@dillianvase You do have a choice, get an education and become management. You get paid only 7 dollars an hour and work like a horse for a reason. Don't talk to me about the economy, I have NO degree and I've held 5 jobs in the last year because I bust my @$$ and each job gave better and better pay. Now I am a legal assistant making just under 20 bucks an hour, once again with 0 education. As a deliverer your job is to deliver. No tip necessary, I don't get a tip when I pull an all nighter getting paperwork together for a trial. I don't get a tip when I file everyone of my court filings with 100 percent accuracy. I do my job and I get paid for doing my JOB.
I've never waited tables, but I have been a delivery driver for around 10 months, and only get a tip on about 60% of my deliveries, and I mostly deliver to quarter-million plus houses (in South Carolina, mind you), which I just don't understand. Not only do I make food when I'm in the store, I also take orders, answer phones, box orders, etc.
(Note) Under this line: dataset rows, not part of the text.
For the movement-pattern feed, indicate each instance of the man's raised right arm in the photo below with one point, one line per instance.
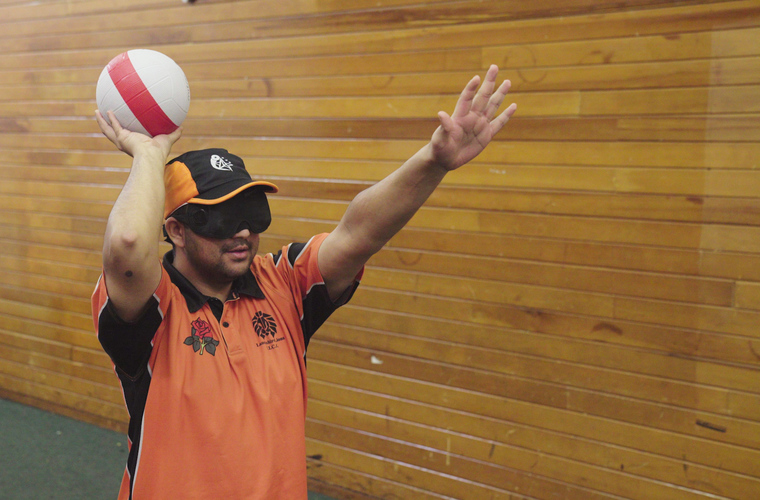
(131, 266)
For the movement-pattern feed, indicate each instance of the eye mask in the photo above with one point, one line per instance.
(247, 210)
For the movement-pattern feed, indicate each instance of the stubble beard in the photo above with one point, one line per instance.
(217, 266)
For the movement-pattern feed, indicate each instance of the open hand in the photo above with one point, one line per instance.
(133, 142)
(464, 134)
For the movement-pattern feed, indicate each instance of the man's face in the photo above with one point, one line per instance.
(221, 260)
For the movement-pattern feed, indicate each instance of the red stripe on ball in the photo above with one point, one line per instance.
(138, 97)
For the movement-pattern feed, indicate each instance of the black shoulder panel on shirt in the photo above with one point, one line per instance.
(317, 307)
(294, 251)
(277, 257)
(129, 344)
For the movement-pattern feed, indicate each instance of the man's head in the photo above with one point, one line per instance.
(212, 192)
(214, 212)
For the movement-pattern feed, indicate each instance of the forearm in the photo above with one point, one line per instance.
(133, 228)
(379, 212)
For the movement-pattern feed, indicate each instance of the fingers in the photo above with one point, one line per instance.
(483, 96)
(501, 120)
(464, 104)
(497, 98)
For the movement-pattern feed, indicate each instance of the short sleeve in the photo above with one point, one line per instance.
(298, 261)
(129, 345)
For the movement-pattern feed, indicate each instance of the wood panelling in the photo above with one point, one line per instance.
(573, 315)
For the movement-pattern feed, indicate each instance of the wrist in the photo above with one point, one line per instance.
(431, 161)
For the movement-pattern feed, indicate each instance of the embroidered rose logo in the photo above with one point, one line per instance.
(202, 338)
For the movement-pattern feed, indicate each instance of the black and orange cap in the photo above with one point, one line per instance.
(206, 177)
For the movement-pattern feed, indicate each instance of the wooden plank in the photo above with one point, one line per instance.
(448, 484)
(665, 20)
(63, 403)
(721, 264)
(39, 361)
(55, 380)
(376, 476)
(747, 295)
(457, 339)
(562, 276)
(257, 84)
(302, 18)
(392, 354)
(662, 416)
(728, 99)
(660, 338)
(626, 49)
(483, 446)
(92, 259)
(537, 463)
(327, 379)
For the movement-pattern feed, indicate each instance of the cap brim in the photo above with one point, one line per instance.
(268, 187)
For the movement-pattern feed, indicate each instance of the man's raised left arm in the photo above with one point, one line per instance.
(376, 214)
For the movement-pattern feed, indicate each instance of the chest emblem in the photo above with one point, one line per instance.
(264, 325)
(202, 338)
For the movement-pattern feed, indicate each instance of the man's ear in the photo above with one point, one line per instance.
(175, 231)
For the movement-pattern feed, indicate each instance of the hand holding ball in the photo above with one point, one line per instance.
(147, 91)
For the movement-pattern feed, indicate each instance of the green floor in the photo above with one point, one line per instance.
(47, 456)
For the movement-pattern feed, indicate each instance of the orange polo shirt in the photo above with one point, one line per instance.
(216, 392)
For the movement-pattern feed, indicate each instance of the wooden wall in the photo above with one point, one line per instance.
(575, 315)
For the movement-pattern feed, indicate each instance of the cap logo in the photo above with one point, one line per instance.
(220, 163)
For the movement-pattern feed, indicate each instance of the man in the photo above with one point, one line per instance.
(210, 346)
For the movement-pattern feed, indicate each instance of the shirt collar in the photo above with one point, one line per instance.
(244, 285)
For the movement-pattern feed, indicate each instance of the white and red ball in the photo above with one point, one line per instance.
(147, 91)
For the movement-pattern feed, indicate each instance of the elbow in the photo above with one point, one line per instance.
(124, 249)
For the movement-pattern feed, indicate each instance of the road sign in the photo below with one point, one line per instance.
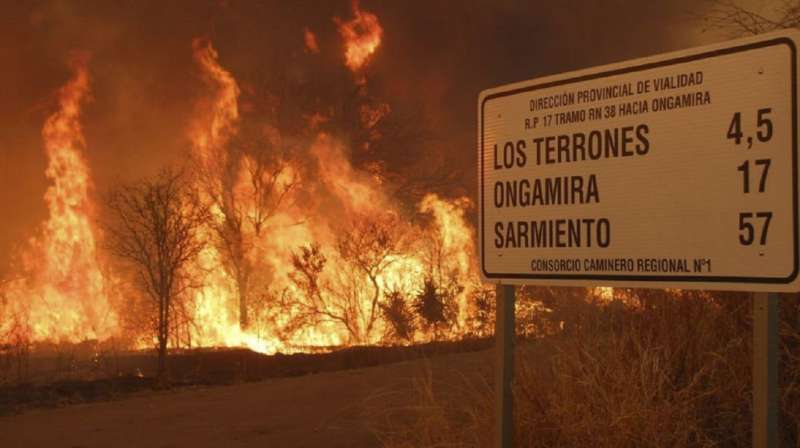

I make 7 dollars an hour while in store, and 4 dollars an hour while on delivery. Plus, I'm using my own car, buy my own gas, and the only mileage compensation I get is 67 cents per delivery from the 2 dollar delivery charge. I absolutely feel I deserve a tip for my efforts, but I still get bewildered looks when people see the empty "tip" section on the credit card slips. I understand if you don't agree with the current wage/tip system in America, and I don't like it either, I think tips should be rewards, not the primary source of income. However, if you fail to tip or intentionally give a poor tip, you are only hurting the ones who have no control over it, it doesn't affect management at all.
I waited tables and bartended through college and loved the job. I enjoy people and find their stories genuinly interesting. I don't feel anyone here is berating anyone else for tipping or not tipping. Simply pointing out the reasoning for both. Many states do only pay a $3 dollar wage to servers expecting them to make it up in tips, and claim those tips for tax purposes. If you get good service, it's polite to tip what you feel comfortable with. If you don't get good service, don't tip. My only pet peeve was people blaming me for the food. I didn't cook it, I just made sure the customer received it as soon as it was ready, and with a smile.
Tipping is an archaic form of payment. I am from America and I always hated the idea of paying someone to do their job. Their job is to take my order and bring my order and clean up my order. Now if I have a overally messy child with me (which sometimes my daughters can be that way) and the server is helpful and understanding, NOW they are going above and beyond. I wish restaurants would just pay reasonable wages and benefits and just make all the food a little more expensive.
Not tipping someone is not a sign of disrespect... Demanding someone to tip you is. From that kind of attitude, I should get a tip every time I help someone at the IT servicedesk IÂ´m working at. If you want more respect or money, work for it!